# "Bright Effects" Light Bulbs - Don't Buy



## Oldstick

Not going to get into the arguments pro or con as far as the government urging everyone to move to the new "green" mercury type flourescent bulbs.

But I will report my experience with this brand (Bright Effects).  Bought some at Lowes for what seemed like a bargain price.  So far 5 of them have failed within a year with another one about to fail any day.  This is despite the claims on the package of lasting 5 to 7 years which is what the government  has been touting as a reason to switch.  Some of the other name brands might be fine, but I will definitely avoid this brand from now on.


----------



## Cornelia_Hiker

I've seen various bulbs at Lowes that state LIFE and have a warranty to that effect. I would get those and keep that receipt!

Good luck


----------



## Redbow

Just wondering if those bulbs were made in China ?


----------



## Ta-ton-ka chips

Same thing from Home Depot.
Bought those crappy 10yr - lifetime bulbs and they burnt out in about a year. Going green is expensive, don't waste your money


----------



## NOYDB

Are you stock piling a supply of regular bulbs for the coming black out?


----------



## jkoch

Cornelia_Hiker said:


> I've seen various bulbs at Lowes that state LIFE and have a warranty to that effect. I would get those and keep that receipt!
> 
> Good luck



life means "life of the bulb" poof: warranty gone!


----------



## Gunsmoke

I have the same problem with Sylvania bulbs they are made in china now also and  we used to get over a year out of them and now we have to change them  every few months  in the building. I have been putting the date on them and sending them back to the  lighting distributer we buy from and getting credit  because they are guaranteed to give 2500 hr service .Maybe sooner or later they will get tired of that and  get them made back in the USA.


----------



## whitworth

*A Repetition*

As I recall, when as a kid, those candles, for light, didn't stay lite for a long time.  

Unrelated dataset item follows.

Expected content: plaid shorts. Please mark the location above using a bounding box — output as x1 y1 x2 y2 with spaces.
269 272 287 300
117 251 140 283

Must have the same patent attorneys.


----------



## sharpeblades

*New Lights*

I have been using the ones from wal-mart with no complaints .i have one burning on my outside shop for 3years now.The ones in the house going on 2-1/2 yrs. and only one replaced


----------



## whitworth

*Well how about that*

I'm saving money buying the same kind of light bulbs I bought thirty years ago.  Did Al Gore invent green bulbs like he did global warming?   Been wondering about that.


----------



## BBQBOSS

Ta-ton-ka chips said:


> Same thing from Home Depot.
> Bought those crappy 10yr - lifetime bulbs and they burnt out in about a year. Going green is expensive, don't waste your money





Oldstick said:


> Not going to get into the arguments pro or con as far as the government urging everyone to move to the new "green" mercury type flourescent bulbs.
> 
> But I will report my experience with this brand (Bright Effects).  Bought some at Lowes for what seemed like a bargain price.  So far 5 of them have failed within a year with another one about to fail any day.  This is despite the claims on the package of lasting 5 to 7 years which is what the government  has been touting as a reason to switch.  Some of the other name brands might be fine, but I will definitely avoid this brand from now on.




yep, me to.


----------



## GrandSlamHunter

I put 6 in our bathroom 6 months ago and have already replaced 3 of them. Most warranties are with the manufacturer and require the bulb to be shipped back to them for a replacement. Not worth it!


----------



## Oldstick

Don't see any markings on them to indicate where made, but every single one burned out so far has a Bright Effects trademark on them.  Up to 6 or 7 gone now and hope that is all of them.  The other brands seem to be doing fine, they have been in service for at least a couple years or more.  I don't hold my breath for any of them to go the advertised life though.


----------



## waterdogs

home depot has them as well. every time mine goes out, I take them back and they replace them, no questions asked. thats what I call TAKING CARE OF THE CUSTOMER.


----------



## Miguel Cervantes

GrandSlamHunter said:


> I put 6 in our bathroom 6 months ago and have already replaced 3 of them. Most warranties are with the manufacturer and require the bulb to be shipped back to them for a replacement. Not worth it!


 
We have them throughout our house, have had for 1 1/2 years now. The only ones that keep going out are in one fixture in the bathroom, which tells me it might not be the bulbs fault. Either way, we take them back to Home Depot with the receipt and get a replacement, no questions asked.


----------



## noggin nocker

most of mine have lasted at least four years.  I know because I mark the date installed with a sharpie.  Occasionally, I get a lemon but not usually. I have installed them in every socket that I can think of.  Not really concerned with the energy savings as much as I hate changing light bulbs.  I have started buying the ones labeled "daylight".  The light temperature that these give off appears much brighter and more pleasing to the eye than the soft wihite versions.


----------